Stephen-I would not call chess mathematical, but highly logical. However, there is an art to strategy, which might have been where the left side of your brain (or is that the side focused on beach volleyball and drunk boardwalk girls?) found enjoyment.
I have not played chess in years. For a few years I tried to learn Go, a Japanese strategy game, but never found anyone interested, and there's only so good you get playing a computer.
Now my brain struggles with anything more complex than Chutes And Ladders.
LC
DISCDUDE ~
ReplyDeleteYeah, I think people generally tend to associate chess with mathematical-like thinking. But if that were really the case, I would have been awfully bad at it. I wasn't good, but I wasn't bad either.
And although I haven't played a game in maybe 4 years, I will ALWAYS love the game of chess. I think it appeals to that highly analytical part of my brain that never gets turned off.

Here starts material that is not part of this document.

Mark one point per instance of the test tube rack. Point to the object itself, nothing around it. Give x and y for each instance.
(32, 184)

Back in the days when I played Wiffle Ball regularly, my favorite strike out pitch was the change-up. I couldn't get away with that against Nappy because he'd hammer my change-up into the year 2025.
But I could sucker other hitters with it. If given a choice, rather than discombobulate the hitter with a wide-breaking curveball or blow him away with the heater for strike three, I would rather see him swinging about three days early on my change-up.
There was just something so egotistically satisfying when I totally out-thunk the hitter and surprised him with a change-up when he was looking for a fastball with a 2-strike count. I got greater satisfaction out of beating the hitter with my mind (an unexpected change-up) than overpowering him in a one-on-one contest of physical ability (the fastball).
For me, the attraction of chess is the exact same thing. It's all mind vs. mind - not can I overpower my opponent? But can I strategically out-think him? To me, when those victories come, they are just so much more satisfying than a physical victory.
I've always loved all sorts of games - Monopoly, Clue, Balderdash, Apples To Apples, Trivial Pursuit, Pictionary, Checkers, ALL of them. But without a doubt, chess is the greatest game ever invented. Even when I lost, if it was a back-and-forth, touch-and-go competition, I always enjoyed the heck out of it.
~ D-FensDogg
'Loyal American Underground'
Hehe, Discman - sounds like you had a lot of fun. Fortunately my daughter isn't very interested in the beach. What beach did you go to? Wildwood? Atlantic City? Cape May? (Hmm, I don't know if they have a boardwalk; I've never been there.)
ReplyDeleteGo is a rough game to learn. I couldn't catch the hang of it either, even though it was close to another game we had, called Pente. Then again we were no good at that either.
Stephen, I was raised to love games too. All sorts of card games, esp. cribbage and Pitch, as well as any board game you can think of. Even some games that you played alone. So I continued when I had kids. Mancala sets, board games (name one and we had it), Pit (which was cool because you got a bell), every game there was.
The evolution of the Game of Life has been interesting. They change it as the years go by.